Su consolidación llegó en 2002 con Secretary, un papel que le valió una nominación a los Globos de Oro y que marcó un punto de inflexión en su trayectoria. A partir de entonces, participó en títulos como Adaptation (2002) y La sonrisa de Mona Lisa (2003), donde compartió pantalla con Julia Roberts y Kirsten Dunst.
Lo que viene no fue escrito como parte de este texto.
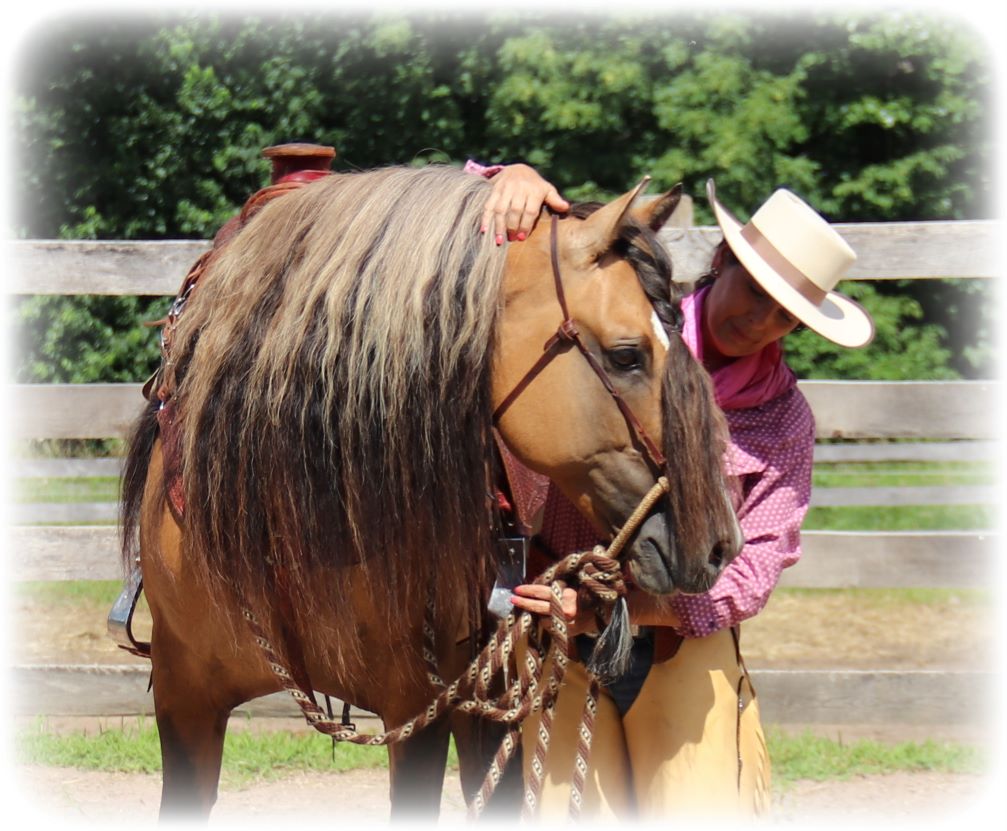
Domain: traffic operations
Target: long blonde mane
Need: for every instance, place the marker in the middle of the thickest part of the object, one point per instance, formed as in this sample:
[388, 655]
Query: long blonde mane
[333, 386]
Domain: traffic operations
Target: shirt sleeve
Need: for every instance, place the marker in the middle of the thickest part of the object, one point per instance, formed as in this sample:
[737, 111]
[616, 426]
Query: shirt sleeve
[487, 170]
[771, 452]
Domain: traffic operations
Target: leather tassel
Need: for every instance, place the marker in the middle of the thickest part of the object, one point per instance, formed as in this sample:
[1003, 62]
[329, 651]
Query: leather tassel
[610, 658]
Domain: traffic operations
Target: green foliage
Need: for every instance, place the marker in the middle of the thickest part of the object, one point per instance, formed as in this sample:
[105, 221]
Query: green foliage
[152, 129]
[86, 338]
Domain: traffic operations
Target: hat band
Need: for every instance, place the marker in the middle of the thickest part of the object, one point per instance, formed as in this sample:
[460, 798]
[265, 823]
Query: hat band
[783, 267]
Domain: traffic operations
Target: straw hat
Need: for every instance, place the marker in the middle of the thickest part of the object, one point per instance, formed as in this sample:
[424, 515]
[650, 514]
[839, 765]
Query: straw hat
[798, 258]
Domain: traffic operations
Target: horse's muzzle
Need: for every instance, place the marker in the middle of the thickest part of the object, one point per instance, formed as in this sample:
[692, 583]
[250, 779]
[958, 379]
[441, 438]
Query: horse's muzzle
[659, 566]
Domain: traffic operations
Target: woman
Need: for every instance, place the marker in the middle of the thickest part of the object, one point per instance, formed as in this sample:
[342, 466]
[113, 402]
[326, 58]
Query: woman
[681, 732]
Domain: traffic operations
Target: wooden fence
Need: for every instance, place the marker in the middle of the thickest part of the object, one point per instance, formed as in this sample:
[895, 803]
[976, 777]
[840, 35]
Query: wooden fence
[959, 414]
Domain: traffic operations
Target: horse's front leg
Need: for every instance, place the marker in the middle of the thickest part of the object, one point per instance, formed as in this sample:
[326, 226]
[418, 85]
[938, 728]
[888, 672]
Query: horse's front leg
[417, 773]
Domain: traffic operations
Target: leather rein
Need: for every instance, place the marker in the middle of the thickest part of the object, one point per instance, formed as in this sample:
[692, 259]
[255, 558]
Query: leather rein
[566, 333]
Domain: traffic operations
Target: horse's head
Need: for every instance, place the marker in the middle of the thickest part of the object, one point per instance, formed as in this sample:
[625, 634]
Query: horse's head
[566, 424]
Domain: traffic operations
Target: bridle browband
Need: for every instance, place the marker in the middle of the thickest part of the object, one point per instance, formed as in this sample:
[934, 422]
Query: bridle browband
[567, 332]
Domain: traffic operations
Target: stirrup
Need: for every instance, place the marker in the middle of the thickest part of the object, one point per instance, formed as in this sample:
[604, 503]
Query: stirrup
[120, 622]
En 2008 dio un paso más en su carrera al incorporarse a una gran producción: sustituyó a Katie Holmes en el papel de Rachel Dawes en El caballero oscuro, la secuela de Batman Begins. Su presencia en este tipo de cine más comercial no frenó su reconocimiento interpretativo, y tan solo un año después obtuvo su primera nominación al Oscar por Corazón rebelde (2009).
En el plano personal, está casada con el actor Peter Sarsgaard, conocido por su versatilidad y por interpretar personajes complejos tanto en cine independiente como comercial. La pareja contrajo matrimonio en 2009 en una pequeña capilla en Brindisi, Italia, y tiene dos hijas. Su hija mayor, Ramona, fue detenida durante una protesta en la Universidad de Columbia contra las acciones de Israel en la guerra de Gaza.
Más allá de la interpretación, Gyllenhaal ha ampliado su carrera detrás de las cámaras. En 2021 debutó como directora con The Lost Daughter, una película sobre la maternidad protagonizada por Olivia Colman y Dakota Johnson. El filme se estrenó en el Festival de Venecia, donde ganó el premio al mejor guion, y obtuvo dos nominaciones a los Globos de Oro, incluida mejor dirección.
Su presencia también ha destacado en el ámbito de la moda. Considerada un icono de estilo indie, Gyllenhaal apuesta por una estética elegante y sofisticada, con predilección por firmas como Prada y siluetas alargadas. Ha destacado en alfombras rojas con elecciones como un vestido de lentejuelas combinado con pantalones en los Globos de Oro de 2018, así como diseños de Marni, Dries Van Noten o Loewe en eventos como la Gala del Met o el Festival de Venecia.
Comprometida con causas sociales, la actriz ha denunciado el sexismo en la industria de Hollywood y ha defendido cuestiones como la sostenibilidad. Entre sus reivindicaciones, ha señalado las dificultades que enfrentan las mujeres en el cine, llegando a relatar cómo fue considerada “demasiado mayor” para determinados papeles antes de cumplir los cuarenta.
Con una carrera que abarca interpretación, dirección y activismo, Maggie Gyllenhaal se ha consolidado como una figura relevante del cine contemporáneo, capaz de moverse entre el cine independiente y las grandes producciones sin perder una identidad propia.